When I checked the resource usage of my computer while the code was running, I found that the memory was full.
So, if your computer have a nvidia gpu, you can try this:

import os
import torch
import torch.onnx

from depth_anything.dpt import DPT_DINOv2
from depth_anything.util.transform import Resize, NormalizeImage, PrepareForNet

encoder = 'vitl'
#Download from https://huggingface.co/spaces/LiheYoung/Depth-Anything/tree/main/checkpoints
load_from = './checkpoints/depth_anything_vitl14.pth'
image_shape = (3, 518, 518)

# Initializing model
assert encoder in ['vits', 'vitb', 'vitl']
if encoder == 'vits':
    depth_anything = DPT_DINOv2(encoder='vits', features=64, out_channels=[48, 96, 192, 384], localhub='localhub')
elif encoder == 'vitb':
    depth_anything = DPT_DINOv2(encoder='vitb', features=128, out_channels=[96, 192, 384, 768], localhub='localhub')
else:
    depth_anything = DPT_DINOv2(encoder='vitl', features=256, out_channels=[256, 512, 1024, 1024], localhub='localhub')

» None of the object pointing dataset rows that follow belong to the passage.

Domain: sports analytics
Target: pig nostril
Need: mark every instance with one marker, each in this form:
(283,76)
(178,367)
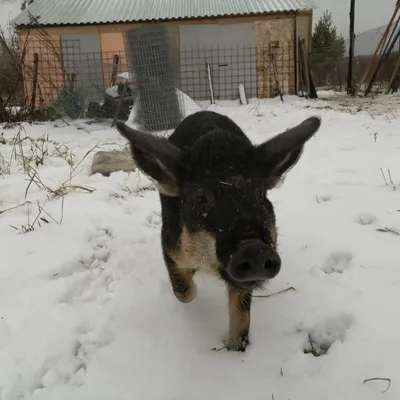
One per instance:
(244,266)
(268,264)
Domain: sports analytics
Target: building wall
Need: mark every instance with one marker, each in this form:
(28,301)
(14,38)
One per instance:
(275,32)
(50,74)
(275,57)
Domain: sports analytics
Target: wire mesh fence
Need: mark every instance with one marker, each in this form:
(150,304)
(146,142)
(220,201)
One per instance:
(58,74)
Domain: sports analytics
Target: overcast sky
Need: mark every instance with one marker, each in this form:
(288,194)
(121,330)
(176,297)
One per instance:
(369,13)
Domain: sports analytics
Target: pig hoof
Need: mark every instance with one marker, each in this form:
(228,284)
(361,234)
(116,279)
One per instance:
(188,295)
(237,344)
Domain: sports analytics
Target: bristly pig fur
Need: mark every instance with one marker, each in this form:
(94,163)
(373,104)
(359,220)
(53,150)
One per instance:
(216,217)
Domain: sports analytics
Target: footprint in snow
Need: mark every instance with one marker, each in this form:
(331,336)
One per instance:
(91,281)
(323,335)
(153,220)
(337,262)
(365,219)
(323,198)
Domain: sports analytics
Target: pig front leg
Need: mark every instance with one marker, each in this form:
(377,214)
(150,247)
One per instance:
(239,319)
(181,279)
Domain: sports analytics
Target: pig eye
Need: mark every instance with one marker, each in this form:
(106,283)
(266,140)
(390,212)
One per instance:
(204,198)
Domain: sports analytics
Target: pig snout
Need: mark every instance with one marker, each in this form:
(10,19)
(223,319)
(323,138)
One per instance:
(252,261)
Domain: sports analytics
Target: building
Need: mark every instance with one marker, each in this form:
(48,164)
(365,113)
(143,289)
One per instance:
(253,42)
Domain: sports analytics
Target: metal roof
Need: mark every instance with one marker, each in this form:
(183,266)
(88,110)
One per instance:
(73,12)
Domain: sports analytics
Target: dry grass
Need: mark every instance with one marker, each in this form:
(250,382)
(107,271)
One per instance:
(41,216)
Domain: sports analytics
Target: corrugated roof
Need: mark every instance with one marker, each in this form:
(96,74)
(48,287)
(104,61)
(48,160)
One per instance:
(72,12)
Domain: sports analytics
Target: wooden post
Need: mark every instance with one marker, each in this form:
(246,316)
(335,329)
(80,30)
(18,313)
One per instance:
(114,70)
(351,49)
(34,81)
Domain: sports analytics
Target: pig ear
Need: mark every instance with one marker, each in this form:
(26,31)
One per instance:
(281,153)
(156,157)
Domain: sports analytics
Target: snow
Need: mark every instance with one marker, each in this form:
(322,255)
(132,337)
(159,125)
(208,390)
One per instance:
(86,309)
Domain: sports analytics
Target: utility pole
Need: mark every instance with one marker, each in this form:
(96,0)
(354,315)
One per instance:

total_params = sum(param.numel() for param in depth_anything.parameters())
print('Total parameters: {:.2f}M'.format(total_params / 1e6))

# Loading model weight
depth_anything = depth_anything.to('cuda')

depth_anything.load_state_dict(torch.load(load_from, map_location='cpu'), strict=True)

depth_anything.eval()

# Define dummy input data
dummy_input = torch.ones(image_shape).unsqueeze(0)

dummy_input = dummy_input.to('cuda')

# Provide an example input to the model, this is necessary for exporting to ONNX
example_output = depth_anything(dummy_input)

onnx_path = load_from.split('/')[-1].split('.pth')[0] + '.onnx'

# Export the PyTorch model to ONNX format

torch.onnx.export(depth_anything, dummy_input, onnx_path, opset_version=11, input_names=["input"], output_names=["output"], verbose=True)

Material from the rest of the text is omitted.